In de bij het handelsregister gedeponeerde statuten van BV Paperback is bepaald dat elke bestuurder bevoegd is de BV te vertegenwoordigen op voorwaarde dat hij gezamenlijk optreedt met een commissaris. Verder is statutair bepaald dat voor bestuursbesluiten tot verkoop van deelnemingen voorafgaande goedkeuring van de RvC nodig is. Het driehoofdig bestuur van BV Paperback besluit op 10 juni 2015 tot verkoop van deelneming Z. Eén van de bestuurders treedt vervolgens in onderhandeling met NV X. Op 13 juni 2015 wordt overeenstemming bereikt en gaat BV Paperback, hierbij vertegenwoordigd door haar voltallige bestuur, een overeenkomst aan met NV X tot verkoop van deelneming Z voor € 500.000 aan NV X. Een en ander is gebeurd buiten medeweten van de AV en de RvC van BV Paperback. Zowel de AV als de RvC zijn zeer ontstemd over deze gang van zaken: zij menen dat het bestuur deelneming A heeft verkwanseld, omdat deze veel meer waard is – te weten € 700.000 – dan de overeengekomen koopsom. De AV gaat vervolgens over tot ontslag van de bestuurders en tot benoeming van drie nieuwe bestuurders.
Is het bestuursbesluit van 10 juni 2015 tot verkoop van deelneming Z rechtsgeldig?
Is BV Paperback gebonden aan de overeenkomst met NV X?
Stel dat BV Paperback gebonden is aan de overeenkomst met NV X. Ziet u mogelijkheden voor BV Paperback haar voormalige bestuurders aansprakelijk te stellen voor de schade en hoe beoordeelt u de kans van slagen?
ZZ BV is een 100%-dochtervennootschap van IMA BV. In de statuten van ZZ BV is een instructiebevoegdheid voor IMA BV neergelegd ten aanzien van het bestuur van ZZ BV.
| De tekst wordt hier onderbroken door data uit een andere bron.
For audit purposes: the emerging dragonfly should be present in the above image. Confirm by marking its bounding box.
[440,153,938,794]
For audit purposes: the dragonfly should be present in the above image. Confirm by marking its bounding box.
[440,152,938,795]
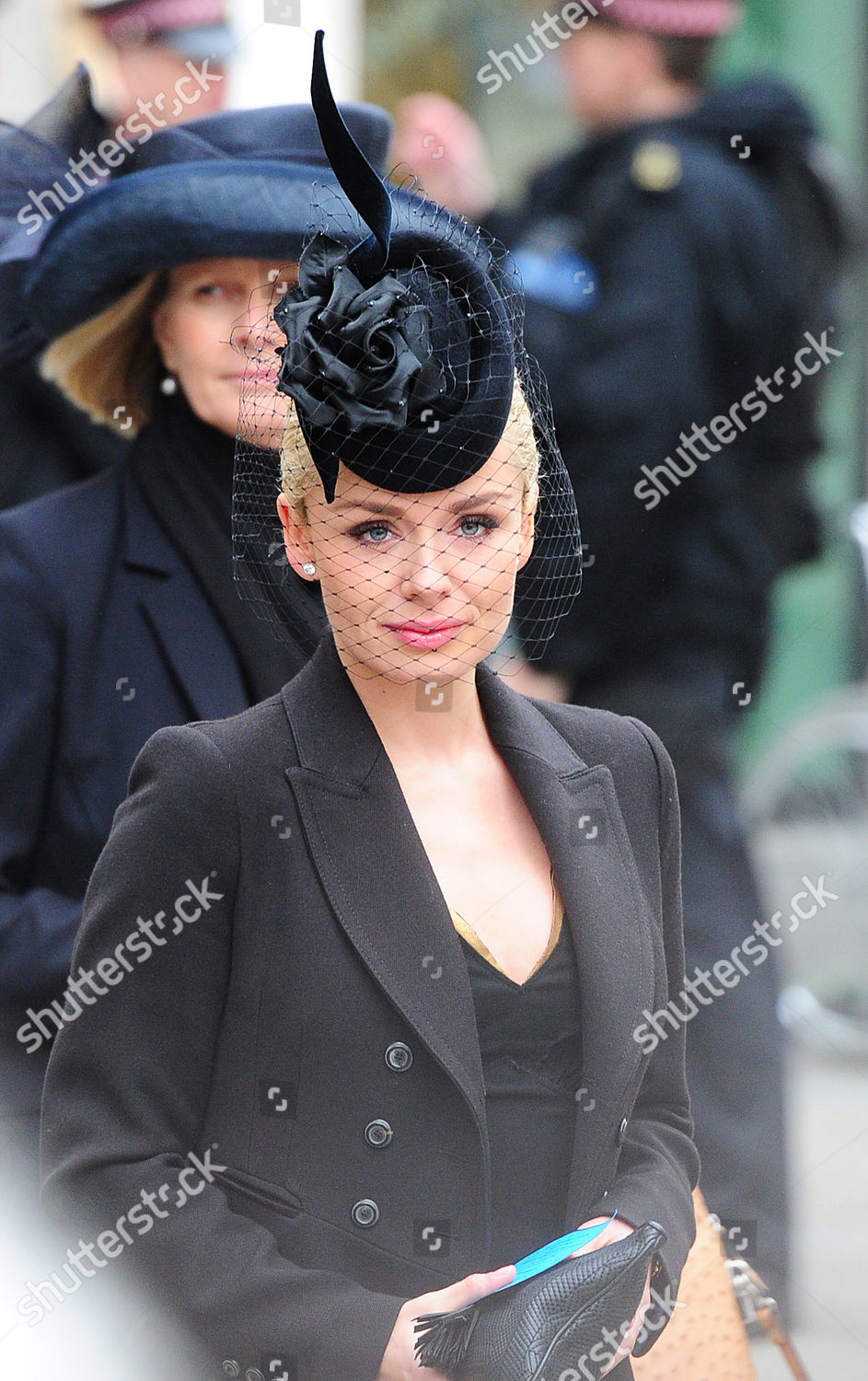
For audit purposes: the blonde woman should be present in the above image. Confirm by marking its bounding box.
[0,94,389,1163]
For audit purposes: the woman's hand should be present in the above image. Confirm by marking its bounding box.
[376,1267,515,1381]
[573,1218,652,1377]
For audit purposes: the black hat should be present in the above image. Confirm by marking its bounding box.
[0,68,390,358]
[235,30,581,655]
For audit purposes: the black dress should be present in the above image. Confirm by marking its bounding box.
[451,902,581,1270]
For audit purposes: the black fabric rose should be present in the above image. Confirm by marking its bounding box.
[274,235,445,431]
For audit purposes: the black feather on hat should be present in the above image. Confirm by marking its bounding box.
[233,30,581,656]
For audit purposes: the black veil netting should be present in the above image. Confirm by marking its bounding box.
[233,36,581,659]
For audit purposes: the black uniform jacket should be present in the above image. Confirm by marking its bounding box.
[42,635,697,1381]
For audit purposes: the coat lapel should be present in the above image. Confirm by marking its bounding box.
[283,637,484,1127]
[480,676,654,1228]
[124,475,247,720]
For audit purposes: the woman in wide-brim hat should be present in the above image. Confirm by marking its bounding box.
[0,77,389,1155]
[41,35,697,1381]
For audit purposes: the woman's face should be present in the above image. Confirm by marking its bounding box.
[277,434,533,682]
[153,259,298,445]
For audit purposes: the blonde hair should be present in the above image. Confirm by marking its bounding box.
[280,375,539,516]
[40,273,168,436]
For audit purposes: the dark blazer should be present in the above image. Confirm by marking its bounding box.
[42,637,697,1381]
[0,460,249,1113]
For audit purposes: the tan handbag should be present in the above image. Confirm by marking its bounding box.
[631,1190,809,1381]
[631,1190,757,1381]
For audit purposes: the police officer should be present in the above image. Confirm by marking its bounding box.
[480,0,834,1315]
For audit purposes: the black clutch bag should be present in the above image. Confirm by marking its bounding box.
[415,1223,666,1381]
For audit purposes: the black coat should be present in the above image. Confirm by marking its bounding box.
[0,456,301,1115]
[42,637,697,1381]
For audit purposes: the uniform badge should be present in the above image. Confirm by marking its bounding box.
[631,140,682,192]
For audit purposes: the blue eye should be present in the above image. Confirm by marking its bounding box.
[459,516,497,538]
[352,522,392,547]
ZZ BV verkoopt busreizen naar Griekenland en Italië. Door concurrentie van aanbieders van goedkope vliegreizen naar Zuid-Europa is ZZ BV in ernstige financiële moeilijkheden geraakt. IMA BV heeft het afgelopen jaar de bedrijfsvoering bij ZZ BV zo goed als overgenomen, maar is er niet in geslaagd het tij te keren. Zij wil van de aandelen in ZZ BV af en vindt Beachmasters BV bereid deze over te nemen. Beachmasters BV kan echter de koopsom van € 3,5 miljoen niet betalen. Daar weet IMA BV wel een oplossing voor. Zij geeft aan Jan Jonker, de enig bestuurder van ZZ BV, de instructie €3,5 miljoen aan Beachmasters BV te lenen. Jonker voelt er weinig voor de instructie van IMA BV op te volgen. ZZ BV staat er zo slecht voor dat zij de €3,5 miljoen eigenlijk niet kan missen. Hier komt bij dat Beachmasters BV geen overtuigend reddingsplan voor ZZ BV heeft opgesteld. Ten slotte is er alle reden om aan de kredietwaardigheid van Beachmasters BV te twijfelen.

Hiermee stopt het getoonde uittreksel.